Am 4. Mai 2004 reichte der Kläger beim FA die Erklärungen zur gesonderten Feststellung des Gewinns für die Jahre 2001 und 2002 ein. Für 2001 erklärte er einen Gewinn von 0 DM und für 2002 einen Verlust von 24 136 €. Hierauf teilte das FA dem steuerlichen Berater mit Schreiben vom 11. Mai 2004 mit, die Feststellungsbescheide für 2001 vom 8. Januar 2003 und für 2002 vom 2. Februar 2004 seien bestandskräftig. Die eingereichten Steuererklärungen seien als Änderungsanträge zu behandeln. Eine Änderung scheide wegen der Bestandskraft der Bescheide jedoch aus.

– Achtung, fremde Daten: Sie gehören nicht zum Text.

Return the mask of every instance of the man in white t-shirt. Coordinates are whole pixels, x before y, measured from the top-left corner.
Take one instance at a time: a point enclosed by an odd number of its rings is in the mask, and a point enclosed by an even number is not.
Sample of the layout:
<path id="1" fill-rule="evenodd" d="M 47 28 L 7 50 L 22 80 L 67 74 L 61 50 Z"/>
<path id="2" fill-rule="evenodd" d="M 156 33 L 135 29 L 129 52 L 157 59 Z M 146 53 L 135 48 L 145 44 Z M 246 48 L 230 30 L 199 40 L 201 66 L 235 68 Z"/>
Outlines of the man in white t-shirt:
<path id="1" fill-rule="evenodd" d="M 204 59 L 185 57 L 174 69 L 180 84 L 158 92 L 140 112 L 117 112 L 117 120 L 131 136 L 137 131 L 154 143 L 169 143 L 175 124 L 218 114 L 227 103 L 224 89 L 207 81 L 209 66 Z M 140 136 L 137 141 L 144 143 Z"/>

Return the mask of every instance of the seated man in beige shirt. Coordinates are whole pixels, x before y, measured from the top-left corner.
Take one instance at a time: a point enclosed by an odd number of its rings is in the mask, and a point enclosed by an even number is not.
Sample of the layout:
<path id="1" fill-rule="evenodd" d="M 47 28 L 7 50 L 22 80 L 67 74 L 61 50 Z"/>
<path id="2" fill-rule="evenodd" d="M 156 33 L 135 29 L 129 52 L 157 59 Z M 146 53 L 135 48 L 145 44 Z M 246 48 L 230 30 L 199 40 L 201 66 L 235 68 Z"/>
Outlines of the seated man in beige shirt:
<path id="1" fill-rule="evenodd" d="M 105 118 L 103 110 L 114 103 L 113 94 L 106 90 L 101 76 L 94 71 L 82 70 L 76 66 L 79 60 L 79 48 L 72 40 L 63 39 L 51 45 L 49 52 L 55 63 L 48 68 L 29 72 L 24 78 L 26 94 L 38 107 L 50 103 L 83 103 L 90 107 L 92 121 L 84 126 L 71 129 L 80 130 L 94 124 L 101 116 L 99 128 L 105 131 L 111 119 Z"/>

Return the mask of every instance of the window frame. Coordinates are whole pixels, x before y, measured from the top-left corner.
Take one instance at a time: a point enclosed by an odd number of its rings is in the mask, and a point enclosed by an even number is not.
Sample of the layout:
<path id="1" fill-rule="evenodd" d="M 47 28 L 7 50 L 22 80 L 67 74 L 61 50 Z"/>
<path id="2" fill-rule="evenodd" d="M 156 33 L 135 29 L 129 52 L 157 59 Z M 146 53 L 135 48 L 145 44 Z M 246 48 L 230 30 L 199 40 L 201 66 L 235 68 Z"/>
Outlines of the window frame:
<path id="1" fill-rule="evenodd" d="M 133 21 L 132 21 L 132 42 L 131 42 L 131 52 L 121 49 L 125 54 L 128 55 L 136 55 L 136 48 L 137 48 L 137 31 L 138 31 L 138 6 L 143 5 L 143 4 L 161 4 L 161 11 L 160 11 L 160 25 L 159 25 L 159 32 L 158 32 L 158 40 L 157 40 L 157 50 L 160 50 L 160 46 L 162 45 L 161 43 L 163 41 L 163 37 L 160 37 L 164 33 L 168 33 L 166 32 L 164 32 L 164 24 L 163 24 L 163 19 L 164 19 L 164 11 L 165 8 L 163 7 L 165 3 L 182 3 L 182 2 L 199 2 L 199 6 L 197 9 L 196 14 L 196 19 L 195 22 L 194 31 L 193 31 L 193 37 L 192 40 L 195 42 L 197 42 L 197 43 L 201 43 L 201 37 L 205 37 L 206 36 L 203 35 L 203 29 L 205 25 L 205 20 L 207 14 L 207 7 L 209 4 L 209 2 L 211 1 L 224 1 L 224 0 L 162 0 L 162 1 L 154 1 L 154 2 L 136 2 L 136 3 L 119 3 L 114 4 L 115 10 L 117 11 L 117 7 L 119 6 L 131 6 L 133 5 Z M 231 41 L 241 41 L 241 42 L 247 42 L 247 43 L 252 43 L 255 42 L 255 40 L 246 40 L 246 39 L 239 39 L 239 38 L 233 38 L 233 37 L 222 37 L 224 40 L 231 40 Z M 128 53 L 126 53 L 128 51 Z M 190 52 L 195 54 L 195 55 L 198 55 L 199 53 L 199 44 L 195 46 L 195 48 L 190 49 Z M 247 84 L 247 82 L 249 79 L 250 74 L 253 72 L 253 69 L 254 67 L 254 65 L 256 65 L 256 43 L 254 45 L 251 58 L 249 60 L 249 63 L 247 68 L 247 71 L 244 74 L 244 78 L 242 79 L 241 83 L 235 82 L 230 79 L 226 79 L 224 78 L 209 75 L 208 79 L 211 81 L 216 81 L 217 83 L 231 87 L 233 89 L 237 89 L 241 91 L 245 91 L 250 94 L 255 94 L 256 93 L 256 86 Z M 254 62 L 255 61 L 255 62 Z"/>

Hiergegen legte der Kläger mit Schreiben vom 14. Mai 2004 Einspruch ein. Er brachte vor, die vom FA angesprochenen Bescheide seien bei ihm nicht angekommen. Den Einspruch wies das FA mit der Begründung zurück, der Vortrag des Klägers, er habe die Bescheide nicht erhalten, sei eine reine Schutzbehauptung. Der Feststellungsbescheid 2001 vom 8. Januar 2003 sei zusammen mit dem Bescheid über die Festsetzung eines Verspätungszuschlags gleichen Datums an die Adresse des Betriebs in A gesandt worden. Dagegen sei der Feststellungsbescheid 2002 vom 2. Februar 2004 zusammen mit dem ebenfalls unter diesem Datum ergangenen Bescheid über die Festsetzung eines Verspätungszuschlags an die klägerische Wohnadresse in B-Stadt verschickt worden. Dass mehrere Briefe, die zu unterschiedlichen Zeiten und an unterschiedliche Adressen gesandt wurden, nicht angekommen seien, sei völlig unwahrscheinlich. Zudem habe der Kläger nicht bestritten, die jeweils zusammen mit den Feststellungsbescheiden übersandten Bescheide über die Festsetzung eines Verspätungszuschlags erhalten zu haben. Auch habe er einer Umbuchung eines Umsatzsteuerguthabens auf den Verspätungszuschlag 2001 trotz Zusendung der Umbuchungsmitteilung vom 21. Oktober 2003 nicht widersprochen.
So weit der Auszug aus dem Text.